13. Ceanothus Linnaeus, Sp. Pl. 1: 195. 1753; Gen. Pl. ed. 5, 90. 1754.
[Greek keanothus, name used by Dioscorides for some spiny plant] [Greek keanothus, name used by Dioscorides for some spiny plant]
Clifford L. Schmidt†
Dieter H. Wilken
Shrubs, rarely arborescent, armed with thorns or unarmed; bud scales present. Leaves persistent or deciduous, alternate or opposite, sometimes fascicled on short shoots; blade not gland-dotted; pinnately veined or 3-veined from base (acrodromous). Inflorescences terminal or axillary, cymes aggregated into umbel-like clusters, or latter aggregated into racemelike or paniclelike thyrses; peduncles and pedicels not fleshy in fruit. Pedicels present. Flowers bisexual; hypanthium shallowly cupulate to hemispheric, less than 0.5 mm wide; sepals 5 (or (5–)6(–8) in C. jepsonii), usually incurved, sometimes becoming spreading, usually white to cream, blue, or purple, rarely pink, lanceolate to deltate, keeled adaxially; petals 5 (or (5–)6(–8) in C. jepsonii), usually white to cream, blue, or purple, rarely pink, hooded, spatulate or obovate, clawed; nectary fleshy, free from hypanthium; stamens 6(–8); ovary 1/2-inferior, 3-locular; styles 3 (sometimes 4 in C. jepsonii), connate basally. Fruits capsules, leathery exocarp sloughing off prior to dehiscence. x = 12.
Species 58 (51 in the flora): North America, Mexico, Central America (Costa Rica, Guatemala, Panama).
Among the Ceanothus species found in the flora area, only three occur entirely east of the Rocky Mountains. Among the remaining species, a few of which are widespread in western North America, 42 are endemic to the California Floristic Province. Four species are entirely restricted to ultramafic (serpentine, gabbro) soils, while others occur on a diversity of substrates. Several widespread species are co-dominant shrubs in chaparral, or are important understory shrubs in woodlands and forests, especially in western North America. In addition to reproduction by seeds, many species of subgenus Ceanothus respond to fire by developing sprouts from the root crown, whereas all species in subgenus Cerastes reproduce strictly from seeds (F. I. Pugnaire et al. 2006). Many species form mycorrhizal associations (subterranean coralloid root clusters) with actinomycete symbionts (Frankia) and thus are capable of nitrogen fixation (S. L. Rose 1980; S. G. Conard et al. 1985).
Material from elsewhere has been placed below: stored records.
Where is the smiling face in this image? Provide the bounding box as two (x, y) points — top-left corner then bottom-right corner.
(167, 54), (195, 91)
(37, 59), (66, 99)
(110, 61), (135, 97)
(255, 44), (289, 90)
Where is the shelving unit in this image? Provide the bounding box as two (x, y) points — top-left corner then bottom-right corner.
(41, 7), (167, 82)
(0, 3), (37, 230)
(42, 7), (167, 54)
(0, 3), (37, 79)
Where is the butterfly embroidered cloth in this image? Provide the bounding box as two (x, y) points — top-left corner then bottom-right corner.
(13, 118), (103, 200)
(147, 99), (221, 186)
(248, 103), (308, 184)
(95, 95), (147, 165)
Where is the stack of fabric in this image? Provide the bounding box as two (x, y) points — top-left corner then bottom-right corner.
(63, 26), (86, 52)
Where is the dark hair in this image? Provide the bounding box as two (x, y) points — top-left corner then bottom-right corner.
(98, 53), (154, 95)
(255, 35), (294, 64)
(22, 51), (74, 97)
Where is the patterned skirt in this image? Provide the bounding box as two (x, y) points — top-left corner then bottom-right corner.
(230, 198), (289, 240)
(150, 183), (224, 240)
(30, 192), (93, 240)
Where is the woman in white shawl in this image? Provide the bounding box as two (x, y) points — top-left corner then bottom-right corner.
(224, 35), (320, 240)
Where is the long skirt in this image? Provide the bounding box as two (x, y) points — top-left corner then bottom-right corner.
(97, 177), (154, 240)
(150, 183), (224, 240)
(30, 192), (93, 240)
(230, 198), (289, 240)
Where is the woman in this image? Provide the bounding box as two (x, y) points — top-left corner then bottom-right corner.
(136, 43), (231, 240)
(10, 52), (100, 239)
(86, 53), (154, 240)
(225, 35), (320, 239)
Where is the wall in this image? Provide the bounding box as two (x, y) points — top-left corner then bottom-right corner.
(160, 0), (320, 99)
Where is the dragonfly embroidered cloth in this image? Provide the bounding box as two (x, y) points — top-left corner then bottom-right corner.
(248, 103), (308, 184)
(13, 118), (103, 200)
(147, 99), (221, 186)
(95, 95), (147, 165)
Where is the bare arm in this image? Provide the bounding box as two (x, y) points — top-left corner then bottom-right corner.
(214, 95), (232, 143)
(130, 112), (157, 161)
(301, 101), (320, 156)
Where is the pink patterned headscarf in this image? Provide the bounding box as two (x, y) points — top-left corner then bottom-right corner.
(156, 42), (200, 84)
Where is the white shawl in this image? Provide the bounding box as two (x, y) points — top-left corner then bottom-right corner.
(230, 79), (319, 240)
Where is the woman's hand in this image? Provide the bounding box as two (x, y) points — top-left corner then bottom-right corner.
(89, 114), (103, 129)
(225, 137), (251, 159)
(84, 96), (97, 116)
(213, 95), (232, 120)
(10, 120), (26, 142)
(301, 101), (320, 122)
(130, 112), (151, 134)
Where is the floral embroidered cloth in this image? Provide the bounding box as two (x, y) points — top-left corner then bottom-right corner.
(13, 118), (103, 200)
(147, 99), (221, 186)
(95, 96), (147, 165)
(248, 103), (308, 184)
Hybridization is widespread in the genus, with at least 44 interspecific combinations reported in the literature (H. McMinn 1944; D. Fross and D. H. Wilken 2006), resulting from a common diploid chromosome number of 2n = 24 and the absence of strong isolating mechanisms. At least one putative hybrid swarm has been documented to include four species, Ceanothus cuneatus, C. divergens, C. gloriosus, and C. sonomensis (J. T. Howell 1940; M. A. Nobs 1963). The widespread occurrence of some hybrids often contributes to difficulty in identifying specimens, and in some cases may have contributed to complex local and regional patterns of variation in flower color or leaf morphology. Most hybrids are between taxa within the same subgenus. Intersubgeneric hybrids are few, and characterized by high levels of sterility. Ceanothus is a popular source of horticultural cultivars, with over 200 named selections (Fross and Wilken). One of the first and most popular hybrids in the 1830s was C. ×delilianus Spach, which was developed in France from a cross between C. americanus (eastern North America) and C. caeruleus Lagasca (Mexico).
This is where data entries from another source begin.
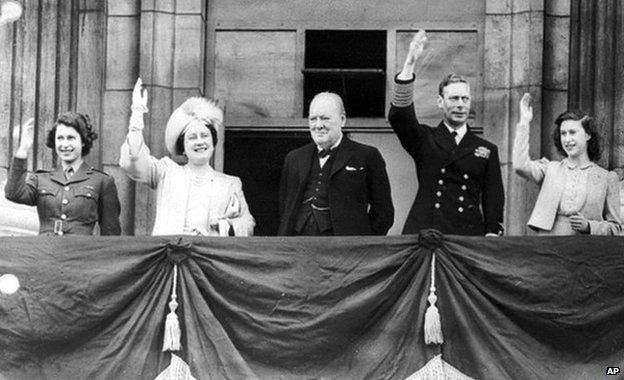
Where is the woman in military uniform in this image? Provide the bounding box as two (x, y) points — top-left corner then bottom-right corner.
(4, 112), (121, 235)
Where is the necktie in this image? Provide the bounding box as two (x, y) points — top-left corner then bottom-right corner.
(319, 149), (334, 158)
(451, 131), (457, 145)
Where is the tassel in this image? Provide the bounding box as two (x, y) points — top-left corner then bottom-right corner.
(425, 253), (444, 344)
(163, 264), (182, 352)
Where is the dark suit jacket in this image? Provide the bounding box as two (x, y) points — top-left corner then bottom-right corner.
(278, 136), (394, 235)
(388, 103), (505, 235)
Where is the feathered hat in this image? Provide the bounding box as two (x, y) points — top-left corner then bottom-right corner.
(165, 97), (223, 155)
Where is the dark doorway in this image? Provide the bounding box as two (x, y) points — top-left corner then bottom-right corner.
(223, 131), (311, 236)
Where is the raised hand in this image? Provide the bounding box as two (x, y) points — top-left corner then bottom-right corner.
(132, 78), (147, 113)
(520, 92), (533, 124)
(13, 117), (35, 158)
(399, 29), (427, 80)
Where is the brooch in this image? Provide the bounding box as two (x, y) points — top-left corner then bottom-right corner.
(475, 146), (490, 158)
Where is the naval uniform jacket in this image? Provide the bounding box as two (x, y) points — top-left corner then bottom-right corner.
(388, 78), (505, 235)
(278, 136), (394, 236)
(4, 158), (121, 235)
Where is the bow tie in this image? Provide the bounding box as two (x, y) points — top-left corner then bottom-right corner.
(319, 149), (335, 158)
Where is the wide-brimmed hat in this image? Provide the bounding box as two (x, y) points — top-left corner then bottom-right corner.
(165, 97), (223, 155)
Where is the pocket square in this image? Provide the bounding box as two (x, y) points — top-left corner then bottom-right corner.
(475, 146), (490, 158)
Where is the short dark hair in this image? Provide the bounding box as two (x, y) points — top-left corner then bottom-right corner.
(175, 124), (219, 155)
(46, 111), (98, 156)
(438, 73), (469, 96)
(553, 110), (602, 161)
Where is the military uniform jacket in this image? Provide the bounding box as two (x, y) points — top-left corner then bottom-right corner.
(4, 158), (121, 235)
(278, 136), (394, 236)
(388, 77), (505, 235)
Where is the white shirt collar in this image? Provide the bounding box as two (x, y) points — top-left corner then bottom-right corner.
(316, 134), (342, 152)
(444, 122), (468, 142)
(61, 159), (84, 174)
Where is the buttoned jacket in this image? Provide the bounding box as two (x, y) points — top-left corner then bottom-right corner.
(278, 136), (394, 235)
(388, 80), (505, 235)
(4, 158), (121, 235)
(513, 124), (622, 235)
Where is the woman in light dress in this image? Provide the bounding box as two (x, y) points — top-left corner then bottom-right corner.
(119, 78), (255, 236)
(513, 94), (622, 235)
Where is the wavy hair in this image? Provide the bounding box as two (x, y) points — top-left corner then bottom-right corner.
(553, 110), (602, 162)
(46, 111), (98, 157)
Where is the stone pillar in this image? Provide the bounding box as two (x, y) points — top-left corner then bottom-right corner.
(569, 0), (624, 170)
(134, 0), (206, 235)
(541, 0), (570, 159)
(568, 0), (624, 217)
(0, 0), (79, 175)
(483, 0), (544, 235)
(100, 0), (140, 235)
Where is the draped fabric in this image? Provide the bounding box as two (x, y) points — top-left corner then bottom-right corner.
(0, 235), (624, 379)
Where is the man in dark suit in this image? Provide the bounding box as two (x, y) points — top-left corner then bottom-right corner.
(388, 31), (505, 236)
(278, 92), (394, 236)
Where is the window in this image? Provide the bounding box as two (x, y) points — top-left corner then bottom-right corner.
(303, 30), (386, 117)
Some species and varieties of Ceanothus are considered difficult to identify. Some identification problems result from both local and geographical variation within species and intergradation following hybridization (M. Van Rensselaer and H. McMinn 1942; M. A. Nobs 1963). The dependence on both flower color and mature fruit morphology for accurate identification is exacerbated by a delay in fruit maturation following a short duration of flowering. Careful attention to life form, flower color, and fruit morphology is critical to identification. Knowledge of geographic distribution and edaphic substrate preference, especially in the California Floristic Province, can be helpful in determining a number of species.
In the keys and descriptions that follow, tooth number is per leaf.
SELECTED REFERENCES Fross, D. and D. H. Wilken. 2006. Ceanothus. Portland. Nobs, M. A. 1963. Experimental studies on species relationships in Ceanothus. Publ. Carnegie Inst. Wash. 623. Van Rensselaer, M. and H. McMinn. 1942. Ceanothus. Santa Barbara.